Uniswap’s UNI token is up approximately 19% in the past 24 hours as on-chain voting began on a major governance proposal that would enable protocol fees and introduce a long-discussed UNI burn mechanism.
UNI began to climb shortly after the voting period opened at 03:50 UTC on December 20, according to Uniswap governance data. A UNI-USD one-day chart from TradingView shows the strongest phase of the rally taking place during the early hours of the voting window, with the price surging above the $5.40 to $5.50 range and continuing to rise throughout the day, alongside the increase in trading volume.
Around 7:30 p.m. UTC, UNI was trading near $6.27, up about 19% on the day. The move stood out against a relatively quiet broader market, with bitcoin consolidating near $88,300 and ether trading slightly lower around $2,976. The overall crypto market cap increased by around 1% during the same period, highlighting UNI’s relative outperformance.
The vote focuses on a sweeping governance proposal known as “Unification,” a name that reflects its goal of aligning Uniswap’s economic incentives, governance structure, and development efforts under a single framework. If approved, the proposal would implement protocol fees in Uniswap v2 and some v3 pools, routing those fees to a programmatic mechanism that burns UNI tokens.

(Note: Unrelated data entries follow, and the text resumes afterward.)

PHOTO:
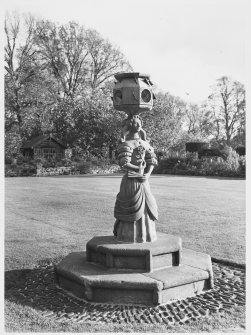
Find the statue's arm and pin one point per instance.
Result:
(131, 166)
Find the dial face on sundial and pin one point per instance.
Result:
(146, 95)
(118, 97)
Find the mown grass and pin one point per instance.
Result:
(46, 218)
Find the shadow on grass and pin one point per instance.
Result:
(35, 288)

The proposal also includes a retroactive burn of 100 million UNI from the Treasury, intended to approximate the amount that could have been burned if protocol fees had been active since the early years of Uniswap. Additional components would direct Unichain sequencer fees to the same burn mechanism and introduce new auction-based systems designed to internalize MEV while improving liquidity provider returns.

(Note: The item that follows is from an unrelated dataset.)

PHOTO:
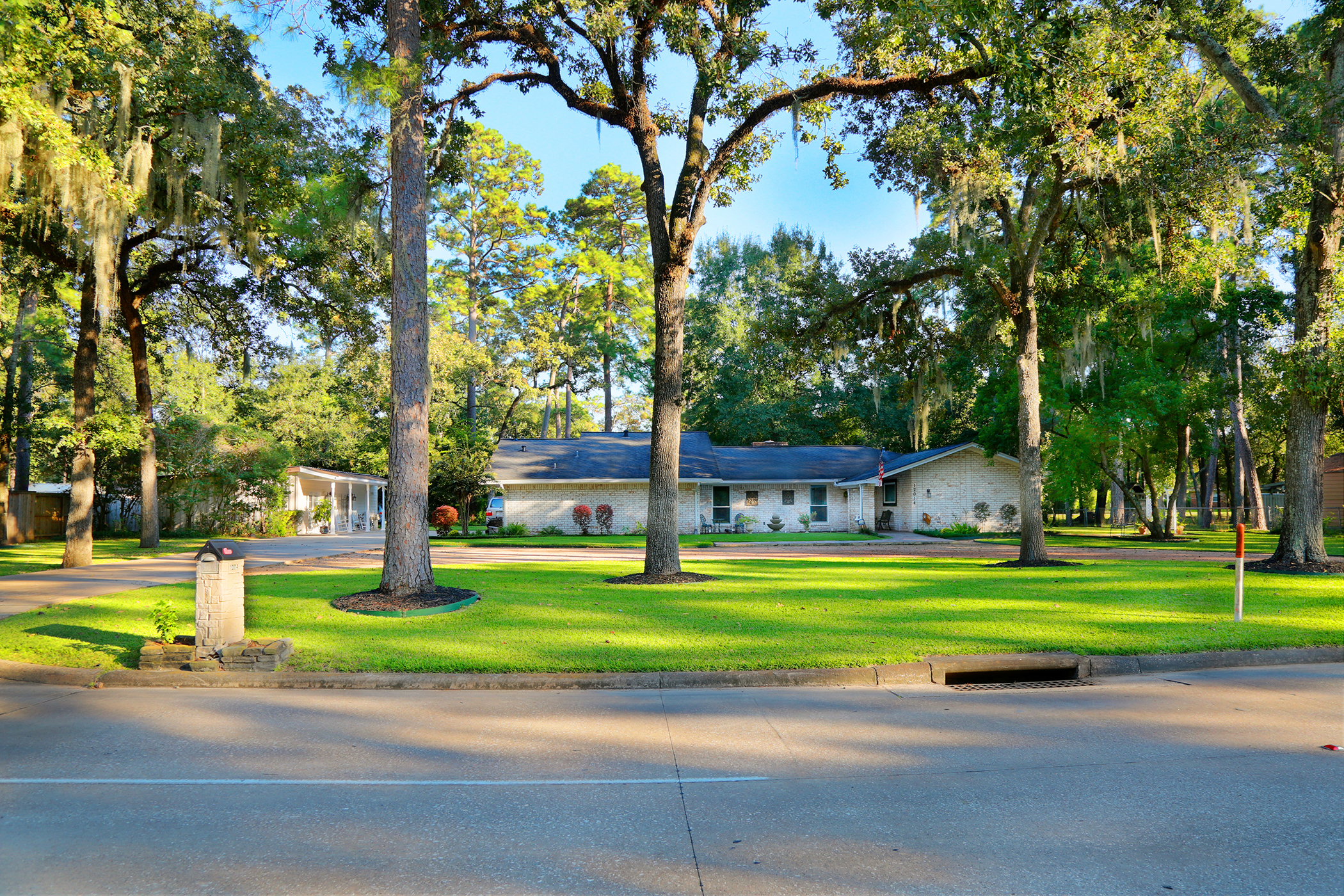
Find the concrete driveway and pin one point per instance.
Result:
(1207, 782)
(30, 590)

Beyond enabling fees, the proposal formalizes closer operational alignment between Uniswap Labs, the Uniswap Foundation, and on-chain governance. Under the plan, Labs would focus on developing and growing the protocol, while removing fees from its interface, wallet, and API. Development and ecosystem initiatives would be funded through a governance-approved growth budget.
Although Uniswap governance has debated enabling protocol fees for years, previous efforts to do so have failed due to regulatory uncertainty and disagreements over incentive design. The opening of formal on-chain voting appears to have catalyzed a surge in market interest, with traders positioning themselves around the possibility of direct value accumulation tied to Uniswap’s dominant trading volumes.
Early voting data showed overwhelming support for the proposal, although voting remains open until 18:14 UTC on December 25. Although the outcome is not yet final, the timing of UNI’s rally suggests that the market is reacting to the start of the governance process itself and the prospect of a structural change in how value accrues to UNI holders.